“For every action there is always an equal and opposite reaction” it’s part of Newtons laws of motion, but it’s also an apt description of what happens when regulation forces up the price or makes something illegal in that the black market will take over, a form of supply and demand so to speak.It’s also why I’m very much in favour of legalising drugs and not over taxing something to the point where something like this can happen…
BBC.
Police are investigating whether an industrial unit where five men were killed in an explosion was being used to distil alcohol illegally.
Lincolnshire Police said chemicals found inside the “smoke-logged” unit at Broadfield Lane Industrial Estate in Boston indicated alcohol was being produced illegally.
But Supt Keith Owen, who said it was probably some sort of spirit, stressed investigations were continuing.
In March, Trading Standards, HM Revenue and Customs (HMRC) and police seized cigarettes and drink, including counterfeit vodka, from six shops in Boston. The county council said last month that tests on the fake vodka showed it contained cleaning fluid and was unfit for human consumption. One shop had its alcohol premises licence revoked and another had its suspended.
I think it’s highly likely that they were distilling a form of vodka and I suspect they had a ready market for it considering how organised they were. It’s not particularly hard to do either, it just requires some form of contained vessel and heat, the rest is straight forward chemistry and physics. Quality control of course goes out the window, but if it’s cheap people will buy it considering how the health Nazi’s and excessive taxation have pushed the price up to the stage where something like this becomes economically viable.
Cause and effect, supply and demand, none of which seem to be understood by politicians who either ban or price something to the stage where the criminal elements in society see a profitable opening and step in. Pretty often it’s done in some misguided attempt at morality “think of the children” etc. But that doesn’t make the demand go away, simply drives it underground.
There are lessons to be learned here for those who see taxation as a tool to modify our behaviour, I doubt they’ll learn them though, they didn’t learn the lesson on tobacco or drugs, simply drove those users into looking for alternatives or cheaper sources.
Be nice if the state would just simply get out of our lives to the extent of letting us make our own decisions. Stop taxing our pleasures to the stage where we’ll go to an illegal supplier, stop trying to tell us how to live our lives.
I doubt they will though, it’s part of the control freakery that makes up the mindset of the average politician and morality campaigner. We will not do as we’re told, so we must be made to by banning or simply making it far too expensive to be able to be afforded.
It doesn’t work of course, if we want something that much we will go to someone who will sell us what we want or do it ourselves, after all it’s the state who makes it profitable.
The Tap, has an interesting if somewhat odd view of this too.

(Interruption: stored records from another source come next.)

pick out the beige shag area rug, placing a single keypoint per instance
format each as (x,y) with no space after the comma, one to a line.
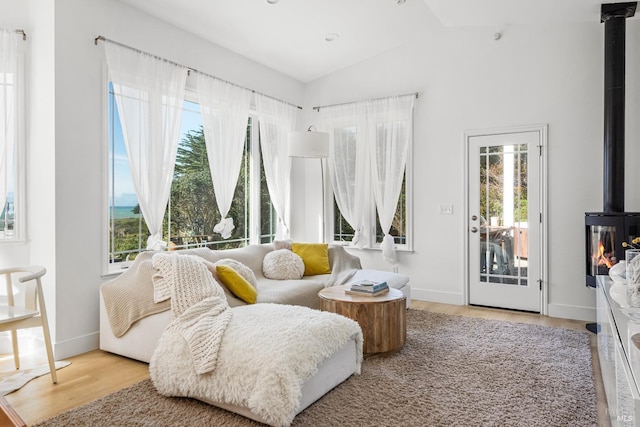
(452,371)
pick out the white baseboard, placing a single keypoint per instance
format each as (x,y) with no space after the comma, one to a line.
(437,296)
(586,314)
(77,345)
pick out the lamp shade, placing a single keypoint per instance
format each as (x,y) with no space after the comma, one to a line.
(309,144)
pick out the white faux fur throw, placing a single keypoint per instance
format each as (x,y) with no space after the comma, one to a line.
(200,309)
(267,353)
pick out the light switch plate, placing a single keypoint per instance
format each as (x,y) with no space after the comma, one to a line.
(446,209)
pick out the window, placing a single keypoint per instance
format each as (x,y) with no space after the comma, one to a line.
(343,232)
(12,215)
(370,171)
(192,210)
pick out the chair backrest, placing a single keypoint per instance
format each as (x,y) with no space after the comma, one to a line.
(30,275)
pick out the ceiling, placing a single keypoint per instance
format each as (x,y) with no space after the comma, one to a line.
(289,36)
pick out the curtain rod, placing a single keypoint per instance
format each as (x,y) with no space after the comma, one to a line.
(353,102)
(190,70)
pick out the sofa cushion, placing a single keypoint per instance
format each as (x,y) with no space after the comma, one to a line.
(236,283)
(282,264)
(315,257)
(240,268)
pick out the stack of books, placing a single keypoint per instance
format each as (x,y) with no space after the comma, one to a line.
(368,288)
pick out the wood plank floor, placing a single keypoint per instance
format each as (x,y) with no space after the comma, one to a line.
(97,373)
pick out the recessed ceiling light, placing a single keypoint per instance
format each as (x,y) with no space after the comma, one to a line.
(331,37)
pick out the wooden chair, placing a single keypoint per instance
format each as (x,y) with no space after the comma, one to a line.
(32,314)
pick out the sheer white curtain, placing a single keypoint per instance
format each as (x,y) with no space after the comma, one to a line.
(348,164)
(225,113)
(391,122)
(149,94)
(277,119)
(9,104)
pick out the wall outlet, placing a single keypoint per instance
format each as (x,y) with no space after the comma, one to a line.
(446,209)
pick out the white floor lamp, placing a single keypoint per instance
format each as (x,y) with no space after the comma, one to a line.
(311,144)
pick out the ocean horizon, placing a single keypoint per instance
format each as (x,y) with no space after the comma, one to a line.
(122,212)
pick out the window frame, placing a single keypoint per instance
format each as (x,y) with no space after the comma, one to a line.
(19,159)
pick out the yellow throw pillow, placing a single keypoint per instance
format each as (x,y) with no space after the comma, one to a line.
(315,257)
(237,284)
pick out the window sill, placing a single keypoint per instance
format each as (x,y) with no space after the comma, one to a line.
(347,245)
(17,241)
(115,271)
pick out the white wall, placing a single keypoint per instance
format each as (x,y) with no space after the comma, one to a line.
(467,80)
(67,145)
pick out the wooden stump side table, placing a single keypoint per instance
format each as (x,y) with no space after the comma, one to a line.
(382,318)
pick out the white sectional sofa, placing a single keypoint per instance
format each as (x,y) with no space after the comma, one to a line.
(133,325)
(132,291)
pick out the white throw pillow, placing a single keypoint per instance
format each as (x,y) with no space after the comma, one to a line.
(282,264)
(239,267)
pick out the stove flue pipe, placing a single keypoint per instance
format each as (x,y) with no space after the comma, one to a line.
(614,16)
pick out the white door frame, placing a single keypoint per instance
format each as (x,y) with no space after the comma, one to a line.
(542,129)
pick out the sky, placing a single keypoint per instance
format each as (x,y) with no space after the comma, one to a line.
(124,192)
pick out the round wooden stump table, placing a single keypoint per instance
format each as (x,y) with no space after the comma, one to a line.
(382,318)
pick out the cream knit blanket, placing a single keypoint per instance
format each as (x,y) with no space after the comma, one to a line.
(200,309)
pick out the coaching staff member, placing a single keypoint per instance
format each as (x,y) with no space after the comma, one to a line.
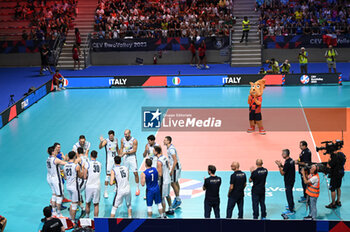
(304,160)
(236,191)
(258,177)
(288,171)
(212,188)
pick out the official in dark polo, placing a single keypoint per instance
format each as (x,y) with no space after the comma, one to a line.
(304,160)
(258,177)
(212,197)
(236,191)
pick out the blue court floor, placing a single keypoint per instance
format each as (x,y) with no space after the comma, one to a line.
(63,116)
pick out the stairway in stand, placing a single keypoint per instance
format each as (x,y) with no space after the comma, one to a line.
(85,22)
(243,54)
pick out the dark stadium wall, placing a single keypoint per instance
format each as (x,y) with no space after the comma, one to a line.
(20,59)
(315,54)
(168,57)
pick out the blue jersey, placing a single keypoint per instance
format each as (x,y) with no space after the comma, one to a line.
(152,179)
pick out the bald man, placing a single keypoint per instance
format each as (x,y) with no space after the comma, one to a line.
(258,177)
(236,191)
(128,149)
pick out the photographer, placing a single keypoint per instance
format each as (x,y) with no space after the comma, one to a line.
(302,57)
(273,64)
(288,172)
(312,190)
(336,165)
(285,67)
(304,160)
(330,55)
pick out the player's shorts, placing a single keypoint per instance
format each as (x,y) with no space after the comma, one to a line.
(131,163)
(335,183)
(120,196)
(331,64)
(92,194)
(164,190)
(82,184)
(74,194)
(153,195)
(154,160)
(55,185)
(254,116)
(109,165)
(176,175)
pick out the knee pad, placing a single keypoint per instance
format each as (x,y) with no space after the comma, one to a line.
(74,206)
(114,210)
(59,200)
(160,206)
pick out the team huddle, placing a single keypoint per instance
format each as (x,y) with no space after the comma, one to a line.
(82,175)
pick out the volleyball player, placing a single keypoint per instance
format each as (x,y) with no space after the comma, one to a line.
(128,149)
(120,176)
(71,172)
(92,174)
(54,180)
(149,150)
(82,143)
(111,147)
(175,170)
(150,178)
(164,178)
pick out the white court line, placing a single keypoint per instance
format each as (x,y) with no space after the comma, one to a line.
(308,127)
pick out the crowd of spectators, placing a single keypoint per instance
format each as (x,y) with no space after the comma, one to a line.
(47,19)
(173,18)
(305,17)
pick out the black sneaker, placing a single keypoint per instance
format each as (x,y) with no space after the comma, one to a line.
(331,206)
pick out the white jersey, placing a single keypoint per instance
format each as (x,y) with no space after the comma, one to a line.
(85,147)
(165,168)
(111,148)
(170,152)
(94,174)
(128,145)
(121,175)
(71,175)
(53,170)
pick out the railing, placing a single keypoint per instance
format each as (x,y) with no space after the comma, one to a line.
(87,57)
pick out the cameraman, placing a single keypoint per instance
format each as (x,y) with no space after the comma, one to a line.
(273,64)
(312,190)
(285,67)
(336,165)
(304,160)
(330,54)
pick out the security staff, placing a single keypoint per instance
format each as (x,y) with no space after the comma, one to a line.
(236,191)
(258,177)
(312,190)
(212,188)
(330,54)
(245,28)
(302,57)
(288,172)
(304,160)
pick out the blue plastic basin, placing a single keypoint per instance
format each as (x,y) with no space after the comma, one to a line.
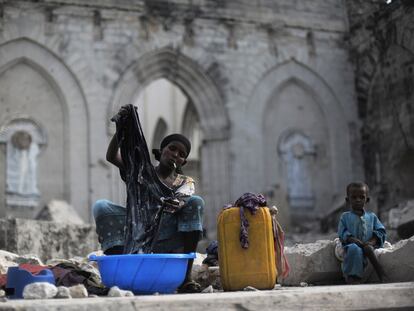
(143,273)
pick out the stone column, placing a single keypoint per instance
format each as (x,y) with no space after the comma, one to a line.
(215,181)
(3,169)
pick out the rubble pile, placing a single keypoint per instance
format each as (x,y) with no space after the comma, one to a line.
(311,264)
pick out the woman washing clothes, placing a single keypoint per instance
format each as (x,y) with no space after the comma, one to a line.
(162,214)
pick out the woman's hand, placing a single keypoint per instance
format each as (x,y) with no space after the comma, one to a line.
(172,205)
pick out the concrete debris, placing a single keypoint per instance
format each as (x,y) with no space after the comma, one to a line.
(47,239)
(8,259)
(313,263)
(205,275)
(208,289)
(78,291)
(60,211)
(398,262)
(115,291)
(39,290)
(82,262)
(63,292)
(401,219)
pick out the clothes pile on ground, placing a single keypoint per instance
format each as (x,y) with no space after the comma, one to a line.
(74,278)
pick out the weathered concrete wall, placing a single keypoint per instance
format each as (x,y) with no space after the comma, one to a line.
(47,239)
(240,63)
(382,40)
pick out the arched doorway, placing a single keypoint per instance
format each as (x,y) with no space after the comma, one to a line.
(47,97)
(291,98)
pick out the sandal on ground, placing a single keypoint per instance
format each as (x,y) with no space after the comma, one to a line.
(189,287)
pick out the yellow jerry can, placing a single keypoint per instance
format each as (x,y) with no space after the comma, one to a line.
(254,266)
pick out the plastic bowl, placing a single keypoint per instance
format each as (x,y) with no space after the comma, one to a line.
(143,273)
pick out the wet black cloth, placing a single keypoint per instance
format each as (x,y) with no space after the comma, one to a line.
(252,202)
(212,254)
(144,188)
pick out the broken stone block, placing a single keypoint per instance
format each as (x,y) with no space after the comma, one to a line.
(60,211)
(115,291)
(47,239)
(401,219)
(208,290)
(78,291)
(398,262)
(313,263)
(63,292)
(8,259)
(39,290)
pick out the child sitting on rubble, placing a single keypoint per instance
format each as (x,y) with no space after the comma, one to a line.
(360,232)
(180,226)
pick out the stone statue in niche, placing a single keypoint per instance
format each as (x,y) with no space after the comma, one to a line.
(23,139)
(297,152)
(22,155)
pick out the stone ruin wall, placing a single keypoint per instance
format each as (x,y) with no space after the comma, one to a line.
(382,42)
(241,63)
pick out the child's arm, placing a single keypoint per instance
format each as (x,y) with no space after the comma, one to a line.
(358,242)
(345,235)
(378,232)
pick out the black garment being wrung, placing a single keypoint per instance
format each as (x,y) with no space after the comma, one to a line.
(144,188)
(252,202)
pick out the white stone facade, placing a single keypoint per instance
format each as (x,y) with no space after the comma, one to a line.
(253,71)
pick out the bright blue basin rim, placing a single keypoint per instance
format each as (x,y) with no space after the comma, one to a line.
(143,256)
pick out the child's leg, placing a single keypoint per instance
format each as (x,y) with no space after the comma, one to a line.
(369,253)
(353,265)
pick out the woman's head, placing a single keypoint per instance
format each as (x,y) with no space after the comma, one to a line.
(173,152)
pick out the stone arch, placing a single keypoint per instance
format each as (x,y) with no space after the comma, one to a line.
(185,73)
(336,119)
(70,94)
(204,94)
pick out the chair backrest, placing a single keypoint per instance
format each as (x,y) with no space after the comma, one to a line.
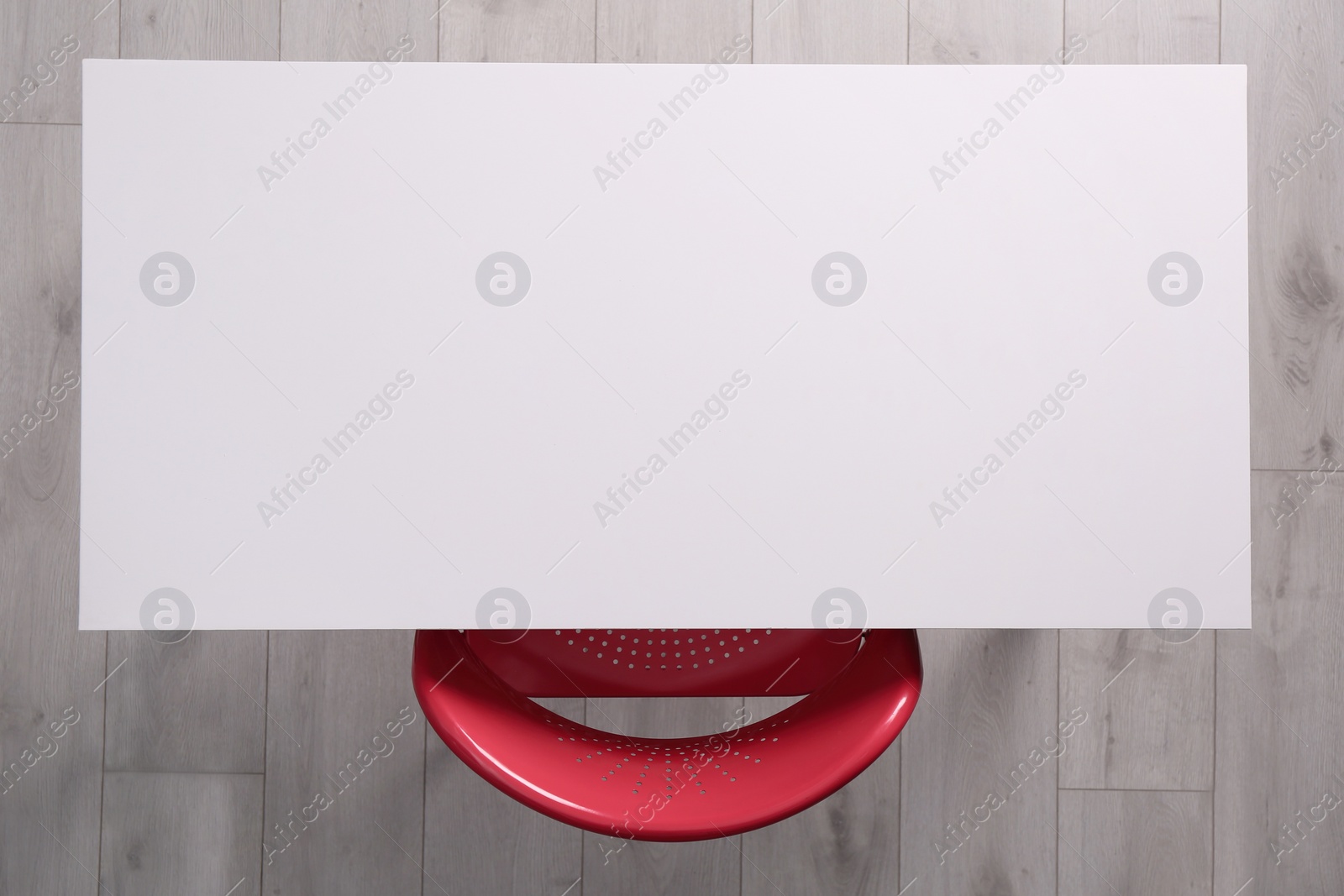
(665,663)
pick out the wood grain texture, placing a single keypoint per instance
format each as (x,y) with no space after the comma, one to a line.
(990,700)
(827,33)
(480,841)
(848,844)
(1297,201)
(517,31)
(1280,718)
(172,835)
(706,868)
(322,29)
(1146,31)
(194,705)
(635,31)
(1151,698)
(344,795)
(50,673)
(201,29)
(1135,842)
(984,31)
(42,45)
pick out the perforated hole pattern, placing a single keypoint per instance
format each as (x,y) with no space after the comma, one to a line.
(645,766)
(665,649)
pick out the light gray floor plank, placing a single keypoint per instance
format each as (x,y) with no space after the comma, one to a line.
(830,33)
(517,31)
(984,31)
(985,725)
(1162,703)
(50,673)
(1135,842)
(42,43)
(1153,727)
(706,868)
(1146,31)
(344,765)
(847,844)
(199,29)
(1280,716)
(669,29)
(1292,49)
(480,841)
(192,705)
(365,31)
(176,835)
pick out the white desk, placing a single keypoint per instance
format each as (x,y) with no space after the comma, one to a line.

Your post is, of course, right on the button. Anyone with even half a brain can see that high taxes and prohibition do not modify behaviour, other than to drive below the radar what is, or should be, just normal. Which is why politicians, who seem to be lacking in certain cognitive functions, carry on regardless, continually causing all of us further problems. The Stoney Stratford scenario that is currently unfolding is a good example. They banned smoking in pubs, thus forcing smokers to smoke outside. As part of this devilishly cunning plan, they provided no outside ashtrays. Of course. It would send “the wrong message” to do so. Now we have some jobsworth local councillor trying to ban smoking in the street “because of the litter from fag-ends”. Which obviously wouldn’t be there if smokers were allowed to smoke in the pub. And so it goes on. Trillions of our money pissed up against the wall on a patently unwinnable “war on drugs”…(God give me strength).
Is it a prerequisite of gaining political power that all commonsense and logical thought processing have to be checked-in at the door? It certainly appears so…
link to en.wikipedia.org
Regulatory capture explains a lot of what has gone wrong with Capitalism in the modern world. Of course, Capitalism itself always exists (either above board or underground, whatever works) but as a citizen I want my society to operate in a rational and efficient manner.
“…but if it’s cheap people will buy it considering how the health Nazi’s and excessive taxation have pushed the price up to the stage where something like this becomes economically viable.”
It’d have to be under £8 a bottle, since that’s the price of the cheapest ‘own brand’ vodka in the supermarkets.
My mum told me many years ago that Russian emigres coming to the UK would look for houses with cellars so they could make bathtub vodka from potato peelings.
Agreed, fair summary.
Good post, QM. I was going to blog something similar but I can’t better yours so I think I’ll just link to it.